Control: Ultimate Edition

Control is a big-budget SCP Foundation game made by the same folks as Alan Wake, which you may have heard of because of its extensive use of raytracing. While it’s practically everything you would expect out of an SCP Foundation game and more, it does have some fairly significant niggles which prevent it from reaching the greatest heights.

It’s actually quite amusing to play through Control as a long-time fan of the SCP foundation. Control is perhaps as close as it is possible to get to a realistic version of the SCP universe, just as Lobotomy Corporation encapsulates the struggle to discover and keep things contained.

Control is a fairly enjoyable game supported by fun mechanics and a compelling plot. You are Jesse Faden, the new director of the Federal Bureau of Control – though you don’t know it yet. Earlier in your life, you were possessed by an entity from another reality. You come to the Oldest House in New York City, which is only discoverable by people who are looking for it. Unfortunately, most of the staff are dead or hiding due to an escaped entity you term the Hiss which takes over people’s minds and turns them into zombies. The previous director is dead on his office floor, and the mysterious Board encourages you to take up his service weapon to become the new director.

The sound design, abilities, and worldbuilding/design are impeccable. Each area feels like a brutalist masterpiece, with well-explained reasons for why things are the way they are. Your gun feels great to use, and the abilities you gradually unlock come naturally as you progress through the different areas.

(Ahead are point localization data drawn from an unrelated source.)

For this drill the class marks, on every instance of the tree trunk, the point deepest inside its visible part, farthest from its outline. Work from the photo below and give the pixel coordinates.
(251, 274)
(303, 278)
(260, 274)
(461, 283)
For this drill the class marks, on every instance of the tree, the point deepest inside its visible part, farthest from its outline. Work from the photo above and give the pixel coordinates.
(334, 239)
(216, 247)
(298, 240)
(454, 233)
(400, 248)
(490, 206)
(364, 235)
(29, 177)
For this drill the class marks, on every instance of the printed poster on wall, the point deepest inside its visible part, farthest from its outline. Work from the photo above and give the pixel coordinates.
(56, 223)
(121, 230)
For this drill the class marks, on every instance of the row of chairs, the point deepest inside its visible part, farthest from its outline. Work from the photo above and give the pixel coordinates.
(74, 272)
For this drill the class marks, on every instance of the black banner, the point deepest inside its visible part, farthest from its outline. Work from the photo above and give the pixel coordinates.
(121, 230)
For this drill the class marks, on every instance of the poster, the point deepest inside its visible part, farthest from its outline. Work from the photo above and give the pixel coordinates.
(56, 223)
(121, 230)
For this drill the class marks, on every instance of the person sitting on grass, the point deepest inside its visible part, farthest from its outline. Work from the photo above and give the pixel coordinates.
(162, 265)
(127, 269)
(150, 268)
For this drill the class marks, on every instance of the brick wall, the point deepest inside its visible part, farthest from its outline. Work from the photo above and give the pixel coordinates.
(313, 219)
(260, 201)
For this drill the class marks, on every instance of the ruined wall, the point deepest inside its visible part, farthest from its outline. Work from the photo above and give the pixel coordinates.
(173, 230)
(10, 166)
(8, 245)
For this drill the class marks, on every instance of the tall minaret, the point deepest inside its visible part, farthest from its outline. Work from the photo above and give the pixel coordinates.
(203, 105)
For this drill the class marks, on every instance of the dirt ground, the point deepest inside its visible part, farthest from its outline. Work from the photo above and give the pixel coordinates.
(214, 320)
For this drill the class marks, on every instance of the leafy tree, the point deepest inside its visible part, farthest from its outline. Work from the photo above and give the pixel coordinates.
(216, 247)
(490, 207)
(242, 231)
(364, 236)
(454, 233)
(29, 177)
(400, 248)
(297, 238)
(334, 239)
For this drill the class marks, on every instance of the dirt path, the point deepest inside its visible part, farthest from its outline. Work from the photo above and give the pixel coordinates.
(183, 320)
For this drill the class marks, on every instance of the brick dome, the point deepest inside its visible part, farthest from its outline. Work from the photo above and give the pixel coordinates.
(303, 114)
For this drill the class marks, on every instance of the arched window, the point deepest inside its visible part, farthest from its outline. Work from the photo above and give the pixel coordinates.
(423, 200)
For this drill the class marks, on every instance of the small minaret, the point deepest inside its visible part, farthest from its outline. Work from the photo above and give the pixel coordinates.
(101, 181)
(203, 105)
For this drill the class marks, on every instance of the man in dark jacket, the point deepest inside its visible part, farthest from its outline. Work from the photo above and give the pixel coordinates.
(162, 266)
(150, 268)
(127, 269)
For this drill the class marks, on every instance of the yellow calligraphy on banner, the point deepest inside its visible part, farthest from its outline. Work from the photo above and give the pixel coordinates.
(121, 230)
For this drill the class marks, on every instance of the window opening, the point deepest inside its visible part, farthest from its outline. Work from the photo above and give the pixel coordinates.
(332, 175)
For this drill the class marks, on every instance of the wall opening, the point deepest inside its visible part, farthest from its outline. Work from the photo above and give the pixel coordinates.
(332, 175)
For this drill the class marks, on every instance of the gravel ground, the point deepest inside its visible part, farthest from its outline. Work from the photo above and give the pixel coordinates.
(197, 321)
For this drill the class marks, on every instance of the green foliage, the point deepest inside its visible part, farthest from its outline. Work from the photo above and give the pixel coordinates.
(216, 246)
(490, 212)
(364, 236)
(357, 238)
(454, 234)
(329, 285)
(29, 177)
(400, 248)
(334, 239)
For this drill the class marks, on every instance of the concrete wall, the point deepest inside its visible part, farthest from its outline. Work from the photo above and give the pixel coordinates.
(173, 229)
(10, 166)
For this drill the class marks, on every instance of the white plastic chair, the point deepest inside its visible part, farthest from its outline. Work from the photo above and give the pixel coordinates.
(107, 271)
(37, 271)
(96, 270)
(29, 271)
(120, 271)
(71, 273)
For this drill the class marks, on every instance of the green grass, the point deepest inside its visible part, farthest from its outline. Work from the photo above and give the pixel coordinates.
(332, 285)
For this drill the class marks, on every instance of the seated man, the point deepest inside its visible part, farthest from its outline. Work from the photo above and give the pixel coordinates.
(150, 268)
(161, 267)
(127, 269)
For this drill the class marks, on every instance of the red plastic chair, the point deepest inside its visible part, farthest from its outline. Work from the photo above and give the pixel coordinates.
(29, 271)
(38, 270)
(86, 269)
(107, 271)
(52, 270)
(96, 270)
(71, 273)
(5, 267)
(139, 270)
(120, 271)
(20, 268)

Sadly, it’s not all rosy. There are three baffling design decisions which frustrated my playtime and prevent me from out-and-out singing the praises of this game. First, the upgrades you find for your weapons are a strange, randomized item drop system with rarity. As you fight enemies and open containers hidden across the map, you find a random assortment of equipable upgrades. In a single-player metroidvania-style campaign, I simply don’t understand why this system exists. This is made worse since you have a limited number of slots to store your upgrades, so you occasionally find yourself sorting through a giant list to get rid of your +10% upgrade after you find a +11% one. You can’t even rely solely on rarity, since there is significant overlap between the tiers. Alongside this are a variety of currencies and upgrade points, some of which are quite useful and some of which seem to exist for no reason whatsoever. It’s as if they took an MMO or open-world mechanic from Ubisoft and jammed it into this tightly written single-player experience (also amusing: you upgrade at the fast travel points – I didn’t realize this for several hours because there was no reason to use the fast travel points due to the map design, so I ended up with an enormous number of upgrade materials as I kept wondering when I would get to spend them all).

This brings me to the second issue: you die extremely quickly. Despite this, the penalty for death is simply losing 10% of one of the useless currencies and having to run all the way back to where you were from a checkpoint. In other words, the penalty for dying is not getting to keep playing the game until you run down the right mazelike corridor again. If the combat was actually challenging and the enemies respawned, this might not be the worst – but more often than not when I died it was in a second or two to a high-damage enemy spawning nearby (hint: if roughly a third of your enemies either run at the player and explode or shoot homing rockets/grenades, your combat system might be less “strategic” and more “annoying”) or from falling to my death while trying to explore, rather than from any actual difficulty arising from the combat systems. Then I’d find myself running down empty corridors (since the enemies you kill typically stay dead even if you die before reaching a checkpoint) for minutes just to get back to actually playing the game.

The final issue is one which I think indicates that the designers didn’t actually trust themselves to keep the attention of players. There are a variety of collectibles in the game which give you bits of lore. This ranges from pieces of paper to audio recordings to video segments. When you find an audio or video recording, it’s typically placed in the world so you can listen or watch it. Movie projectors showing you one of the main scientists or a reel recorder you can play – that sort of thing. In other words, it’s the perfect way to let you experience bits of story without taking you out of the game and making you sort through your inventory: a great immersive touch. Except it’s not – because inexplicably the audio and video recordings you see in-game are abbreviated versions of the ones that get put into your inventory. Seriously: they had a system to seamlessly tell you about the world, and then they made it so you either have to watch the whole thing twice or ignore the version playing in-game because you aren’t getting the whole story.

There are some other small issues I have with the game, like how several of the characters talk…very…slowly…with…many…pauses…in…cutscenes, NPCs apparently think you are an absolute idiot because they will start telling you the solutions to puzzles in less time than it takes to enter any solution, they just won’t give you the keys to the building despite you being well-established as the director, or how pickups won’t always magnet to you if you run away from the container. These are all more polish issues than anything fundamentally wrong, though, so they’re mostly ignorable.

In the end, Control can be a bit too much like a AAA Ubisoft game in places, but it’s still an incredibly enjoyable (and beautiful) setting. Tier One.